Background: Despite the availability of vaccines against SARS‑CoV‑2, mortality due to COVID-19 continues to increase, with nearly 7 million deaths reported globally. Continued analysis of the evolution and genomic diversity can provide necessary information to timely inform public health responses. We report the dynamics of SARS‑CoV‑2 lineages in Burkina Faso between August 2021 and September 2022.

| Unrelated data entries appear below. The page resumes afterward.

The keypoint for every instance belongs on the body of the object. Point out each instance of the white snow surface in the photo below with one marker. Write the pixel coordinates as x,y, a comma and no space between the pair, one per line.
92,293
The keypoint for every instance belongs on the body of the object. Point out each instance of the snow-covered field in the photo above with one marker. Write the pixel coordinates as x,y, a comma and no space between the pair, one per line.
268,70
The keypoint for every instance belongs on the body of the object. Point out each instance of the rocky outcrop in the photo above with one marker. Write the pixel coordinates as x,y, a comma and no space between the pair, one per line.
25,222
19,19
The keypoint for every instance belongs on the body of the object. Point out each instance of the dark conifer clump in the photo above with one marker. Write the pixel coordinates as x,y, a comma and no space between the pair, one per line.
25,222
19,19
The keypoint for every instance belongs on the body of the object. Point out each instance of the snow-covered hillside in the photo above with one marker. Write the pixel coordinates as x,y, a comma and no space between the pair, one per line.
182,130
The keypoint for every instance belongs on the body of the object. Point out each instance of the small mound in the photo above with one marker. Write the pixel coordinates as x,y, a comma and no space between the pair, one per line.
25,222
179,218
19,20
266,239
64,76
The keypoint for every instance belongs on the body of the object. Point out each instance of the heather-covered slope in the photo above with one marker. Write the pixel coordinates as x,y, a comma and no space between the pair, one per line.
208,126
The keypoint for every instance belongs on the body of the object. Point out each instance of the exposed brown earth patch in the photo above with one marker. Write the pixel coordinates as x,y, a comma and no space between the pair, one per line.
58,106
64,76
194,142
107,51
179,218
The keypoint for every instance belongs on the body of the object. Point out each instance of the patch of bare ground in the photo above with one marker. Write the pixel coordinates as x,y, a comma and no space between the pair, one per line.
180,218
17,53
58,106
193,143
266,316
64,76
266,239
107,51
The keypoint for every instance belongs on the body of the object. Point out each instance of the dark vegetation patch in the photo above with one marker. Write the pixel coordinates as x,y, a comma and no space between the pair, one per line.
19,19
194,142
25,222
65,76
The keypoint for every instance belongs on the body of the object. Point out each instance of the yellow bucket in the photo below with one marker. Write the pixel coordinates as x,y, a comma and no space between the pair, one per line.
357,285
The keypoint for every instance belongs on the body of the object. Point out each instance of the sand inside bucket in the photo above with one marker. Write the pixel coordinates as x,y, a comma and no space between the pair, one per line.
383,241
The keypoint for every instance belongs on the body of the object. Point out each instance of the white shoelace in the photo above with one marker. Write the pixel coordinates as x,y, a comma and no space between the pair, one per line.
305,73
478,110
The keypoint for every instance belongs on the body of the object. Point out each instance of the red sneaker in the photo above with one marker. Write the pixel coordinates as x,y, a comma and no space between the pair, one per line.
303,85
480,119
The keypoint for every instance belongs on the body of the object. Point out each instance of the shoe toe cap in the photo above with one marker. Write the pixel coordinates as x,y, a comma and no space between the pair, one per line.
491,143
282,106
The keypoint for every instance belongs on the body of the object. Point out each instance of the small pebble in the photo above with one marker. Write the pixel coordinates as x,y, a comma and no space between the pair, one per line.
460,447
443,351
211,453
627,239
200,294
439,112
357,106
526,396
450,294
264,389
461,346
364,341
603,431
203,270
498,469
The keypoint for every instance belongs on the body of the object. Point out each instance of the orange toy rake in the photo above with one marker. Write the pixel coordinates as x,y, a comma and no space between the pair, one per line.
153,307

Methodology: A total of 188 patients, whose nasopharyngeal and/or oropharyngeal swabs tested positive for SARS-CoV-2 by RT-PCR at the National Influenza Reference Laboratory (NIRL) of the Institut de Recherche en Sciences de la Santé (IRSS) in Burkina Faso, were sequenced, and the whole genomes of the virus annotated and screened for mutations using the ARTIC protocol and Oxford Nanopore Technology. Subsequently, different SARS-CoV-2 lineages  were assigned using NextClade. The socio-demographic characteristics of the study participants were collected. Descriptive statistics on the data were conducted using R software version 4.3.2. Comparisons were made using the Chi-square test for qualitative variables, and statistical significance was set at p<0.05.
Results: Majority of the 188 COVID-19 positive cases lived in urban areas (85.1%), travelling from high-risk transmission zones. Of 134 SARS-CoV-2 genomes successfully sequenced and submitted to the NextClade database, the Delta (50.7%, n=68) and Omicron (42.5%, n=57) variants were predominant. The most frequent lineages detected were B.1.617.2 (20.1%, n=27), BA.1.13 (17.2%, n=23), and AY.133 (14.2%, n=19). Temporal trend showed that the pandemic was driven by the Delta variant which was progressively replaced by the Omicron variant of SARS-CoV-2.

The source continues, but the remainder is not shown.